À droite et à gauche de la tribune, des socles portaient deux candélabres de douze pieds de haut, ayant à leur sommet quatre paires de quinquets. Il y avait dans chaque loge publique un candélabre pareil. Sur les socles de ces candélabres étaient sculptés des ronds que le peuple appelait «colliers de guillotine».
Les bancs de l'assemblée montaient presque jusqu'à la corniche des tribunes; les représentants et le peuple pouvaient dialoguer.
Les vomitoires des tribunes se dégorgeaient dans un labyrinthe de corridors, plein parfois d'un bruit farouche.

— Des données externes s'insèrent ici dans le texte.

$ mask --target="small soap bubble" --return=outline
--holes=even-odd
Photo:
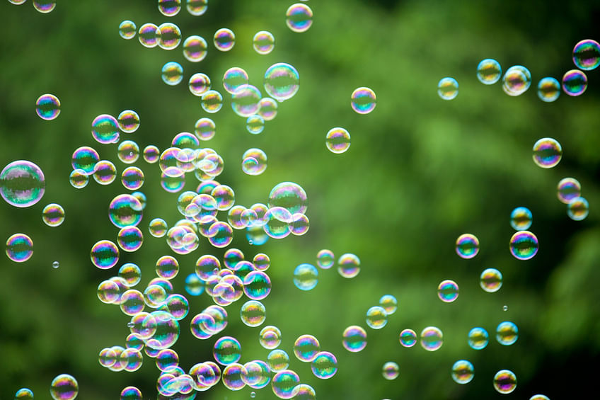
[[[458,82],[454,78],[442,78],[437,84],[437,94],[444,100],[452,100],[458,96]]]
[[[35,112],[42,120],[54,120],[60,114],[60,101],[53,94],[42,94],[35,101]]]
[[[477,79],[485,85],[492,85],[500,79],[502,69],[495,59],[486,58],[481,60],[477,66]]]

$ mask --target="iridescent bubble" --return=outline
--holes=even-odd
[[[500,370],[494,375],[494,389],[507,394],[517,388],[517,375],[509,370]]]
[[[132,21],[125,20],[119,24],[119,35],[123,39],[133,39],[137,27]]]
[[[373,329],[381,329],[388,323],[388,313],[379,306],[374,306],[367,311],[367,324]]]
[[[233,32],[226,28],[221,28],[214,33],[213,39],[214,47],[221,52],[229,52],[236,44],[236,35]]]
[[[395,379],[400,375],[400,367],[393,361],[388,361],[383,364],[381,373],[383,377],[388,380]]]
[[[458,360],[452,365],[452,373],[451,375],[455,382],[465,384],[473,380],[473,377],[475,376],[475,368],[469,361]]]
[[[510,253],[518,260],[529,260],[538,253],[538,238],[529,231],[519,231],[510,238]]]
[[[551,103],[560,96],[560,84],[554,78],[546,77],[540,79],[538,84],[538,97],[542,101]]]
[[[495,59],[486,58],[481,60],[477,66],[477,79],[485,85],[492,85],[497,82],[502,74],[500,64]]]
[[[579,69],[571,69],[562,76],[562,91],[569,96],[579,96],[587,88],[587,76]]]
[[[325,137],[325,145],[332,153],[344,153],[350,147],[350,134],[342,127],[333,128]]]
[[[183,79],[183,67],[174,61],[167,62],[163,66],[161,76],[166,84],[177,85]]]
[[[502,274],[495,268],[487,268],[481,273],[479,285],[488,293],[497,292],[502,286]]]
[[[427,351],[435,351],[444,343],[442,331],[435,326],[427,326],[421,331],[421,345]]]
[[[369,88],[357,88],[350,96],[350,105],[359,114],[369,114],[375,109],[376,105],[375,92]]]
[[[589,204],[584,198],[572,199],[567,205],[567,215],[574,221],[585,219],[589,213]]]
[[[404,347],[412,347],[417,343],[417,333],[412,329],[404,329],[398,335],[398,341]]]
[[[451,303],[458,298],[458,285],[454,280],[442,280],[437,287],[437,297],[444,303]]]
[[[30,207],[40,201],[46,190],[46,178],[39,166],[18,160],[0,172],[0,195],[15,207]]]
[[[541,168],[555,166],[562,158],[562,147],[551,137],[543,137],[533,144],[533,162]]]
[[[161,30],[154,23],[144,23],[137,31],[137,38],[144,47],[155,47],[158,44]]]
[[[300,383],[298,374],[290,370],[279,371],[271,380],[273,393],[279,399],[292,399],[294,389]]]
[[[42,94],[35,101],[35,112],[42,120],[54,120],[60,114],[60,101],[53,94]]]
[[[338,272],[344,278],[354,278],[360,272],[360,259],[355,254],[347,253],[338,259]]]
[[[79,392],[77,380],[68,374],[58,375],[50,383],[50,396],[54,400],[73,400]]]
[[[592,39],[578,42],[573,47],[573,62],[584,71],[597,68],[600,65],[600,44]]]
[[[267,55],[273,51],[275,47],[275,38],[267,30],[257,32],[252,39],[252,46],[258,54]]]
[[[119,139],[119,122],[108,114],[100,114],[92,121],[92,137],[103,144],[115,143]]]
[[[183,41],[183,56],[192,62],[200,62],[206,57],[208,45],[204,38],[193,35]]]
[[[313,11],[302,3],[292,4],[285,13],[285,23],[294,32],[306,32],[313,24]]]
[[[444,100],[452,100],[458,96],[458,82],[454,78],[442,78],[437,83],[437,94]]]
[[[479,239],[471,234],[463,234],[456,239],[456,254],[461,258],[473,258],[479,253]]]
[[[299,82],[298,71],[284,62],[274,64],[265,72],[265,90],[277,101],[293,97],[300,88]]]
[[[13,261],[23,263],[33,255],[33,241],[25,234],[15,234],[6,240],[6,256]]]

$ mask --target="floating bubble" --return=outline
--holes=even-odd
[[[517,375],[509,370],[500,370],[494,375],[494,389],[507,394],[517,388]]]
[[[383,364],[381,373],[383,377],[389,381],[395,379],[400,375],[400,367],[393,361],[388,361]]]
[[[560,84],[554,78],[546,77],[540,79],[538,84],[538,97],[542,101],[551,103],[560,96]]]
[[[458,360],[452,365],[451,375],[455,382],[461,384],[468,384],[475,376],[475,368],[469,361]]]
[[[572,199],[567,205],[567,215],[574,221],[585,219],[589,213],[589,204],[584,198]]]
[[[600,44],[592,39],[578,42],[573,47],[573,62],[584,71],[597,68],[600,65]]]
[[[119,24],[119,35],[123,39],[133,39],[137,27],[132,21],[125,20]]]
[[[519,231],[510,238],[510,253],[518,260],[529,260],[538,253],[538,238],[529,231]]]
[[[15,234],[6,240],[6,256],[16,263],[27,261],[33,255],[33,241],[25,234]]]
[[[398,341],[404,347],[412,347],[417,343],[417,333],[412,329],[404,329],[398,336]]]
[[[495,59],[486,58],[481,60],[477,66],[477,79],[485,85],[492,85],[500,79],[502,69]]]
[[[473,258],[479,253],[479,239],[473,234],[463,234],[456,239],[456,254],[461,258]]]
[[[421,345],[427,351],[435,351],[442,347],[444,336],[435,326],[427,326],[421,331]]]
[[[60,114],[60,101],[53,94],[42,94],[35,101],[35,112],[42,120],[54,120]]]
[[[351,353],[358,353],[367,347],[367,331],[357,325],[352,325],[342,333],[342,344]]]
[[[555,166],[562,158],[562,147],[555,139],[543,137],[533,144],[533,162],[541,168]]]
[[[306,32],[313,24],[313,11],[302,3],[292,4],[285,13],[285,23],[294,32]]]
[[[46,188],[44,173],[31,161],[13,161],[0,172],[0,195],[15,207],[30,207],[42,199]]]

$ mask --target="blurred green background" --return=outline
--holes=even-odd
[[[181,218],[178,195],[163,191],[158,165],[140,157],[134,165],[146,177],[142,191],[148,205],[140,224],[144,245],[134,253],[122,252],[117,267],[101,270],[91,263],[90,248],[100,239],[115,240],[117,230],[108,221],[107,209],[115,195],[127,190],[118,179],[108,186],[91,181],[82,190],[71,187],[68,180],[71,155],[85,145],[114,162],[120,173],[125,165],[117,158],[116,145],[95,142],[90,127],[96,115],[116,116],[125,109],[136,110],[142,124],[137,132],[122,137],[141,148],[152,144],[161,150],[175,135],[193,132],[198,118],[213,118],[217,135],[201,145],[214,149],[225,160],[217,181],[233,188],[236,204],[266,202],[271,188],[281,181],[304,188],[311,220],[305,236],[251,246],[236,231],[231,247],[241,249],[247,259],[259,252],[270,256],[272,290],[263,302],[265,325],[281,329],[280,348],[290,354],[290,368],[315,388],[318,398],[500,398],[492,380],[502,369],[517,375],[513,398],[542,393],[555,399],[596,392],[594,365],[600,360],[599,72],[587,73],[589,87],[577,98],[562,93],[556,102],[545,103],[535,87],[543,76],[560,80],[575,68],[571,52],[579,40],[599,39],[600,6],[537,0],[311,1],[306,4],[314,12],[313,25],[295,33],[284,23],[292,4],[211,0],[202,16],[183,9],[167,18],[154,1],[59,1],[49,14],[36,11],[30,1],[22,6],[0,3],[0,166],[30,160],[47,178],[45,195],[34,206],[18,209],[0,202],[0,237],[23,232],[35,244],[26,263],[1,261],[0,399],[12,398],[23,387],[31,388],[36,399],[47,399],[50,382],[60,373],[78,379],[79,399],[116,399],[127,385],[139,387],[144,399],[156,398],[158,372],[152,359],[144,357],[142,368],[133,373],[111,372],[98,364],[100,349],[125,345],[129,317],[116,306],[102,304],[96,292],[98,284],[116,275],[125,262],[142,268],[137,288],[143,290],[155,276],[158,257],[174,255],[164,239],[147,234],[147,225],[154,217],[164,218],[169,226]],[[195,64],[183,57],[180,45],[165,51],[145,48],[137,38],[123,40],[117,27],[125,19],[138,27],[173,22],[184,38],[205,38],[208,55]],[[224,27],[236,35],[235,47],[226,53],[212,45],[214,31]],[[252,49],[252,38],[261,30],[275,36],[275,49],[267,55]],[[515,98],[505,95],[500,83],[481,84],[475,71],[484,58],[497,59],[503,70],[527,67],[531,87]],[[174,87],[160,76],[169,61],[184,68],[183,82]],[[298,69],[300,90],[279,105],[277,118],[259,135],[246,130],[245,120],[231,112],[229,98],[219,113],[208,115],[185,84],[192,74],[204,72],[213,88],[224,93],[221,77],[236,66],[262,90],[265,69],[279,62]],[[436,93],[444,76],[454,77],[460,85],[451,101]],[[362,86],[377,95],[376,108],[367,115],[350,107],[350,93]],[[35,99],[45,93],[62,102],[60,115],[53,121],[35,115]],[[350,149],[339,155],[324,144],[325,133],[335,126],[352,135]],[[549,170],[531,160],[533,143],[544,137],[558,139],[564,150],[560,163]],[[241,154],[250,147],[260,147],[268,156],[261,176],[241,171]],[[570,219],[556,198],[558,182],[567,176],[579,181],[590,204],[589,216],[582,222]],[[197,185],[190,176],[185,190]],[[60,227],[50,228],[41,220],[42,209],[50,202],[66,210]],[[539,252],[527,261],[514,258],[508,251],[514,232],[509,217],[517,206],[533,212],[530,230],[540,241]],[[479,254],[471,260],[461,259],[454,249],[456,237],[466,232],[481,243]],[[176,292],[184,293],[183,280],[200,256],[222,258],[224,249],[202,240],[195,252],[175,255],[181,266],[173,280]],[[360,274],[347,280],[335,268],[320,270],[316,287],[301,292],[292,282],[294,268],[314,264],[321,248],[336,256],[356,253],[362,261]],[[59,261],[58,269],[51,267],[54,261]],[[504,275],[496,293],[479,287],[479,275],[487,268]],[[436,295],[444,279],[460,286],[454,303],[442,303]],[[368,345],[362,352],[348,353],[342,346],[342,331],[354,324],[367,328],[365,312],[386,294],[398,298],[398,311],[383,329],[367,328]],[[190,316],[181,321],[182,334],[173,346],[186,370],[212,360],[217,338],[200,341],[190,334],[191,316],[212,299],[205,293],[187,297]],[[240,340],[241,362],[264,360],[269,350],[258,343],[260,328],[240,321],[243,301],[227,308],[229,324],[221,334]],[[519,330],[511,346],[494,338],[496,326],[505,320]],[[444,332],[439,350],[398,343],[402,329],[420,332],[431,325]],[[467,344],[474,326],[490,334],[482,350]],[[338,357],[339,370],[332,379],[316,379],[308,365],[294,358],[294,341],[303,333],[316,336],[323,350]],[[475,378],[466,385],[450,377],[459,359],[475,366]],[[398,379],[381,376],[387,361],[400,365]],[[219,383],[197,398],[248,399],[251,391],[232,392]],[[256,399],[275,398],[270,387],[256,392]]]

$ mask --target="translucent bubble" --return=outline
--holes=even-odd
[[[584,198],[571,199],[567,205],[567,215],[574,221],[585,219],[589,213],[589,204]]]
[[[73,400],[79,392],[77,380],[68,374],[58,375],[50,383],[50,396],[54,400]]]
[[[273,393],[279,399],[292,399],[294,389],[300,383],[298,374],[290,370],[279,371],[271,380]]]
[[[543,137],[533,144],[533,162],[541,168],[555,166],[562,158],[562,147],[555,139]]]
[[[123,39],[133,39],[137,27],[132,21],[125,20],[119,24],[119,35]]]
[[[456,239],[456,254],[461,258],[473,258],[479,253],[479,239],[471,234],[463,234]]]
[[[587,76],[579,69],[571,69],[562,76],[562,91],[569,96],[579,96],[587,88]]]
[[[144,47],[155,47],[158,44],[161,30],[154,23],[144,23],[137,31],[137,38]]]
[[[33,255],[33,241],[25,234],[15,234],[6,240],[6,256],[13,261],[23,263]]]
[[[178,62],[167,62],[163,66],[161,76],[166,84],[177,85],[183,79],[183,67]]]
[[[573,47],[573,62],[584,71],[597,68],[600,65],[600,44],[592,39],[578,42]]]
[[[529,260],[538,253],[538,238],[529,231],[519,231],[510,238],[510,253],[518,260]]]
[[[475,376],[475,368],[469,361],[458,360],[452,365],[451,375],[455,382],[465,384],[473,380],[473,377]]]
[[[421,331],[421,345],[427,351],[435,351],[444,343],[442,331],[435,326],[427,326]]]
[[[90,258],[94,265],[101,270],[108,270],[119,261],[119,248],[110,240],[100,240],[92,246]]]
[[[458,95],[458,82],[454,78],[442,78],[437,84],[437,94],[444,100],[452,100]]]
[[[338,259],[338,272],[344,278],[354,278],[360,272],[360,259],[351,253],[342,254]]]
[[[517,375],[509,370],[501,370],[494,375],[494,389],[507,394],[517,388]]]
[[[13,161],[0,172],[0,195],[15,207],[30,207],[42,199],[46,179],[39,166],[31,161]]]
[[[192,62],[200,62],[206,57],[208,45],[204,38],[196,35],[183,41],[183,56]]]
[[[417,333],[412,329],[404,329],[398,335],[398,341],[404,347],[412,347],[417,343]]]
[[[213,40],[214,47],[221,52],[229,52],[236,44],[236,35],[233,32],[226,28],[221,28],[214,33]]]
[[[311,290],[318,282],[318,270],[311,264],[300,264],[294,270],[294,285],[301,290]]]
[[[35,112],[42,120],[54,120],[60,114],[60,101],[53,94],[42,94],[35,101]]]
[[[292,4],[285,13],[285,23],[294,32],[306,32],[313,24],[313,11],[302,3]]]
[[[458,298],[458,285],[454,280],[442,280],[437,287],[437,297],[444,303],[451,303]]]
[[[495,59],[486,58],[477,66],[477,79],[482,84],[492,85],[497,82],[502,74],[500,64]]]
[[[383,364],[383,367],[381,369],[381,373],[383,374],[383,377],[388,380],[391,381],[395,379],[400,375],[400,367],[398,367],[398,364],[396,362],[388,361]]]
[[[300,87],[299,81],[298,71],[284,62],[274,64],[265,72],[265,90],[278,101],[293,97]]]
[[[560,84],[554,78],[546,77],[540,79],[538,84],[538,97],[542,101],[550,103],[560,96]]]

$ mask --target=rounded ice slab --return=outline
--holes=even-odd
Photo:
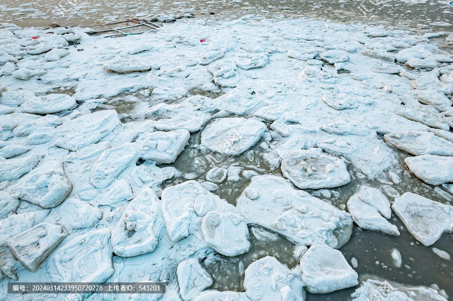
[[[327,246],[312,246],[300,259],[302,281],[310,292],[327,293],[358,284],[358,275],[343,254]]]
[[[96,188],[107,187],[138,159],[133,143],[126,143],[103,152],[91,170],[90,181]]]
[[[67,236],[61,226],[42,223],[7,240],[14,256],[32,272]]]
[[[275,257],[254,261],[245,270],[244,287],[253,301],[303,301],[303,286],[298,267],[291,270]]]
[[[412,192],[395,199],[392,205],[407,230],[425,246],[434,243],[453,223],[453,206],[434,202]]]
[[[431,132],[395,132],[385,135],[384,139],[397,148],[416,156],[453,156],[453,143]]]
[[[249,251],[249,229],[244,218],[234,213],[208,212],[201,222],[206,243],[227,256],[236,256]]]
[[[137,60],[117,61],[104,65],[102,67],[120,74],[151,70],[152,65]]]
[[[47,270],[57,282],[103,282],[115,271],[113,254],[110,231],[91,231],[58,248],[48,261]]]
[[[141,136],[135,144],[143,160],[170,163],[175,162],[190,138],[190,133],[187,130],[155,132]]]
[[[340,159],[321,149],[290,153],[281,162],[283,175],[300,189],[333,188],[347,184],[351,176]]]
[[[16,184],[20,198],[42,208],[59,205],[70,193],[72,185],[64,173],[63,162],[45,162],[26,175]]]
[[[21,108],[26,113],[53,114],[70,110],[77,105],[76,100],[67,94],[49,94],[35,96],[22,104]]]
[[[179,294],[185,301],[189,301],[211,286],[212,278],[195,258],[183,261],[176,269]]]
[[[352,233],[348,213],[294,189],[289,181],[276,176],[252,178],[237,207],[248,224],[276,232],[300,245],[323,242],[339,248]]]
[[[201,145],[224,155],[237,156],[253,146],[267,128],[253,119],[220,118],[206,127]]]
[[[404,162],[417,177],[428,184],[453,182],[453,157],[423,155],[408,157]]]
[[[129,203],[112,234],[113,252],[123,257],[153,252],[163,227],[159,199],[145,188]]]
[[[61,137],[55,145],[76,151],[97,143],[121,123],[114,110],[84,115],[63,124]]]
[[[393,285],[392,285],[393,284]],[[439,292],[424,286],[395,285],[388,282],[368,279],[362,282],[360,287],[352,293],[353,301],[380,300],[380,301],[447,301]]]
[[[348,210],[354,222],[362,229],[378,230],[391,235],[399,235],[397,227],[384,218],[377,209],[362,200],[356,194],[348,201]]]

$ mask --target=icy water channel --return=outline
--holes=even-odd
[[[192,94],[199,93],[213,98],[221,94],[218,92],[201,93],[196,90],[193,90],[191,93]],[[137,104],[142,104],[142,102],[154,103],[152,98],[146,96],[148,93],[145,91],[132,94],[133,95],[130,95],[129,98],[123,98],[128,99],[125,104],[120,100],[121,97],[111,97],[109,102],[103,104],[102,108],[98,110],[115,109],[119,114],[121,115],[123,122],[132,120],[134,114],[130,113],[135,112],[133,108]],[[234,116],[218,118],[231,117]],[[217,154],[213,158],[212,154],[210,152],[200,149],[201,132],[215,120],[213,119],[200,131],[191,134],[188,145],[178,156],[176,162],[170,164],[161,164],[162,167],[171,166],[181,172],[179,175],[165,182],[163,188],[189,179],[205,182],[206,184],[206,174],[209,170],[216,168],[228,170],[232,166],[236,166],[239,167],[242,172],[243,176],[239,181],[232,182],[224,179],[214,185],[209,182],[205,186],[221,198],[236,205],[237,198],[250,183],[252,176],[257,174],[275,174],[283,176],[279,167],[276,168],[269,166],[269,163],[263,159],[262,138],[254,146],[238,156],[223,156]],[[328,192],[326,189],[308,189],[306,191],[313,196],[323,199],[341,209],[345,209],[349,198],[363,185],[381,190],[392,203],[395,196],[406,192],[412,192],[433,200],[451,204],[445,197],[450,200],[453,197],[448,196],[450,195],[443,190],[440,190],[439,188],[434,190],[435,186],[418,179],[410,172],[404,163],[404,158],[409,155],[397,149],[394,148],[394,150],[398,154],[399,163],[392,171],[400,178],[401,181],[399,182],[393,182],[392,179],[388,175],[380,177],[379,179],[373,181],[364,182],[360,178],[360,173],[357,172],[352,165],[349,164],[348,169],[352,180],[348,184],[329,189]],[[448,296],[453,296],[453,265],[450,261],[440,258],[432,250],[432,248],[447,251],[453,249],[451,235],[445,233],[435,244],[430,247],[425,247],[408,232],[401,221],[393,213],[390,221],[398,228],[401,233],[400,236],[388,235],[379,231],[362,230],[354,224],[350,240],[340,249],[351,265],[352,262],[355,261],[353,258],[357,260],[358,266],[354,267],[354,269],[359,274],[359,280],[365,280],[367,277],[370,277],[407,285],[425,285],[436,288],[437,288],[435,286],[437,285],[439,288],[444,289]],[[293,243],[278,234],[259,226],[249,226],[249,232],[252,247],[249,252],[233,257],[217,254],[214,258],[208,258],[203,263],[204,267],[214,279],[211,288],[220,291],[244,291],[243,286],[244,270],[253,261],[266,256],[275,257],[290,268],[297,264],[300,256],[298,255],[297,246]],[[396,266],[391,255],[394,249],[398,250],[401,254],[402,264],[400,267]],[[357,287],[329,294],[308,292],[307,300],[351,300],[350,295]]]
[[[342,22],[382,24],[406,29],[451,31],[451,0],[194,0],[109,1],[26,0],[0,1],[0,20],[22,27],[99,25],[159,14],[184,13],[211,20],[235,20],[253,14],[257,19],[309,17]]]

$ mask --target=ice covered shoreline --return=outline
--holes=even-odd
[[[347,243],[353,221],[399,234],[386,220],[391,202],[426,246],[453,222],[449,205],[362,187],[388,177],[391,186],[411,176],[395,169],[394,147],[417,156],[408,155],[409,168],[427,183],[451,181],[447,168],[434,174],[429,169],[453,154],[447,132],[453,56],[427,37],[379,27],[247,18],[176,22],[114,39],[81,29],[2,27],[2,277],[167,281],[162,300],[300,300],[303,287],[322,293],[357,285],[357,273],[334,249]],[[80,44],[69,45],[76,40]],[[48,93],[61,87],[74,92]],[[191,96],[195,89],[221,95]],[[129,112],[118,115],[106,105],[108,97],[136,90],[148,100]],[[192,174],[165,164],[198,131],[199,143],[190,147],[198,156],[194,173],[203,176],[191,180]],[[216,166],[209,156],[234,158],[257,143],[266,166],[259,175],[231,162]],[[282,173],[265,174],[278,173],[280,164]],[[172,178],[182,182],[163,191],[162,183]],[[237,199],[216,195],[221,183],[238,181],[245,185]],[[357,186],[347,204],[350,215],[327,201],[335,195],[330,188],[350,182]],[[324,189],[315,197],[292,184]],[[420,213],[426,210],[432,214]],[[202,293],[212,280],[198,261],[214,250],[229,256],[248,252],[248,225],[299,245],[294,256],[300,265],[289,269],[264,257],[245,267],[245,292]],[[35,236],[42,249],[33,246]],[[25,250],[17,248],[21,244]],[[8,281],[0,283],[3,291]],[[358,289],[355,297],[366,299],[369,289]],[[444,299],[437,290],[420,291],[414,293]]]

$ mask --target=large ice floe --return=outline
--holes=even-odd
[[[411,234],[425,246],[434,243],[443,232],[451,231],[453,206],[406,192],[396,198],[392,209]]]
[[[397,242],[390,277],[432,283],[409,260],[445,261],[447,247],[426,246],[453,231],[453,55],[429,39],[444,33],[254,18],[115,39],[0,25],[0,301],[304,301],[354,286],[364,301],[382,281],[357,286],[361,265],[387,268],[386,244],[354,250],[358,275],[342,247],[367,235]],[[401,245],[408,232],[423,245]],[[167,287],[7,292],[37,280]],[[382,299],[444,292],[395,284]]]

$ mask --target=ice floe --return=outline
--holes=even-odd
[[[271,256],[254,261],[245,270],[246,294],[253,301],[303,301],[304,284],[298,267],[290,270]]]
[[[32,114],[52,114],[74,108],[77,103],[67,94],[35,96],[21,105],[22,111]]]
[[[7,240],[14,256],[32,272],[67,235],[61,226],[41,223]]]
[[[153,252],[163,227],[160,201],[153,189],[144,188],[129,203],[112,233],[113,252],[122,257]]]
[[[223,155],[237,156],[256,143],[267,129],[258,120],[220,118],[203,131],[201,145]]]
[[[378,230],[391,235],[399,235],[397,227],[383,218],[373,207],[353,195],[347,203],[348,211],[352,220],[362,229]]]
[[[412,192],[395,198],[392,209],[411,234],[425,246],[434,243],[453,222],[453,206]]]
[[[120,125],[114,110],[101,111],[63,123],[55,145],[76,151],[99,141]]]
[[[185,301],[194,299],[212,284],[210,275],[194,258],[178,264],[176,274],[179,285],[179,293]]]
[[[395,132],[386,134],[384,139],[397,148],[413,155],[453,156],[453,143],[429,132]]]
[[[333,248],[340,247],[351,233],[352,221],[348,213],[294,188],[287,181],[275,176],[252,178],[237,203],[249,223],[298,244],[323,242]],[[334,235],[334,230],[338,237]]]
[[[435,155],[408,157],[404,162],[417,177],[431,185],[453,182],[453,157]]]
[[[208,212],[203,218],[201,231],[206,243],[225,256],[238,256],[250,249],[249,229],[238,214]]]
[[[14,190],[20,193],[21,199],[42,208],[53,208],[61,204],[72,189],[63,162],[50,161],[43,163],[21,178]]]
[[[405,286],[387,281],[368,279],[363,281],[360,287],[351,295],[353,301],[365,301],[370,298],[379,298],[383,301],[391,300],[426,300],[446,301],[447,299],[433,288],[425,286]]]
[[[288,154],[282,161],[281,171],[300,189],[333,188],[351,180],[344,162],[323,154],[321,149]]]
[[[175,162],[190,137],[187,130],[155,132],[140,136],[135,143],[138,155],[143,160],[169,163]]]
[[[327,246],[309,248],[300,259],[302,281],[311,292],[324,293],[355,286],[357,273],[341,252]]]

La Convention encombrait le palais et refluait jusque dans les hôtels voisins, l'hôtel de Longueville, l'hôtel de Coigny. C'est à l'hôtel de Coigny qu'après le 10 août, si l'on en croit une lettre de lord Bradford, on transporta le mobilier royal. Il fallut deux mois pour vider les Tuileries.
Les comités étaient logés aux environs de la salle; au pavillon-Egalité, la législation, l'agriculture et le commerce; au pavillon-Liberté, la marine, les colonies, les finances, les assignats, le salut public; au pavillon-Unité, la guerre.
Le comité de sûreté générale communiquait directement avec le comité de salut public par un couloir obscur, éclairé nuit et jour d'un réverbère, où allaient et venaient les espions de tous les partis. On y parlait bas.
La barre de la Convention a été plusieurs fois déplacée. Habituellement elle était à la droite du président.
Aux deux extrémités se la salle, les deux cloisons verticales qui fermaient du côté droit et du coté gauche les demi-cercles concentriques de l'amphithéâtre laissaient entre elles et le mur deux couloirs étroits et profonds sur lesquels s'ouvraient deux sombres portes carrées. On entrait et on sortait par là.
Les représentants entraient directement dans la salle par une porte donnant sur la terrasse des Feuillants.